Peru moves Berenson to Lima jail for pregnancy care


By Dana Ford

LIMA, Jan 9 (Reuters) - Lori Berenson, a U.S. citizen serving a 20-year sentence in Peru for aiding leftist guerrillas, arrived in Lima on Friday after years in remote prisons to get health care during a complicated pregnancy.

Berenson, 39, is five months pregnant. Authorities worried about her age and a back problem transferred her from a prison in Cajamarca, in the north, to one in Peru's capital, where she will stay until her baby is born.

Surrounded by police and reporters, Berenson was shuffled into a justice department building in the city's center, where officials said she will undergo a health examination before being moved to the Santa Monica women's prison.
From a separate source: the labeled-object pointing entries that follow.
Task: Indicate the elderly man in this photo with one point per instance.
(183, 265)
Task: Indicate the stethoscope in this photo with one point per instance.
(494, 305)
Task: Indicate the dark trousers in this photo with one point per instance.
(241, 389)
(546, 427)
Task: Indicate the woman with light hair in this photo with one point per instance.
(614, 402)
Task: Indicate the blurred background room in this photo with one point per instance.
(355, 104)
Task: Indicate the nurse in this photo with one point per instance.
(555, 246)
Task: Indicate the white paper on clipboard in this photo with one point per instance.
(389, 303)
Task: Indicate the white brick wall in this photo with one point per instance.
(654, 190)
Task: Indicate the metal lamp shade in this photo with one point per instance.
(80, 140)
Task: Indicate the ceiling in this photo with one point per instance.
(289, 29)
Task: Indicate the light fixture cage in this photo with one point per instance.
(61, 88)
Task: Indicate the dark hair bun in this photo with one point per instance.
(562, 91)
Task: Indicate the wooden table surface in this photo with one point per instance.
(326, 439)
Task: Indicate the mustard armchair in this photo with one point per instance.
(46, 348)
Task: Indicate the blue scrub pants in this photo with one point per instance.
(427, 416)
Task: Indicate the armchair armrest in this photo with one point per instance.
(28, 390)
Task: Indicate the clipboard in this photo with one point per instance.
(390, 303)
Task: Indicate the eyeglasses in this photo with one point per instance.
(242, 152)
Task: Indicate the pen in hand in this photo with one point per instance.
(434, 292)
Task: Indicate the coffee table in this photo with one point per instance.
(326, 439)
"She has come from Cajamarca because she has health problems and because of her pregnancy," a government official said.

Berenson has been in jail for more than 13 years, many of them high in the Andes mountains.

She was arrested in 1995 on charges of being a leader of the Tupac Amaru Revolutionary Movement, or MRTA, a leftist insurgency that was active in Peru in the 1980s and 1990s.

A military judge jailed her for life, but under pressure from the United States, a civilian court retried her and sentenced her to 20 years. She could be paroled next year.

Berenson married former inmate Anibal Apari in 2003. In Peru, inmates are allowed conjugal visits and women who give birth in prison can keep their children with them for the first few years.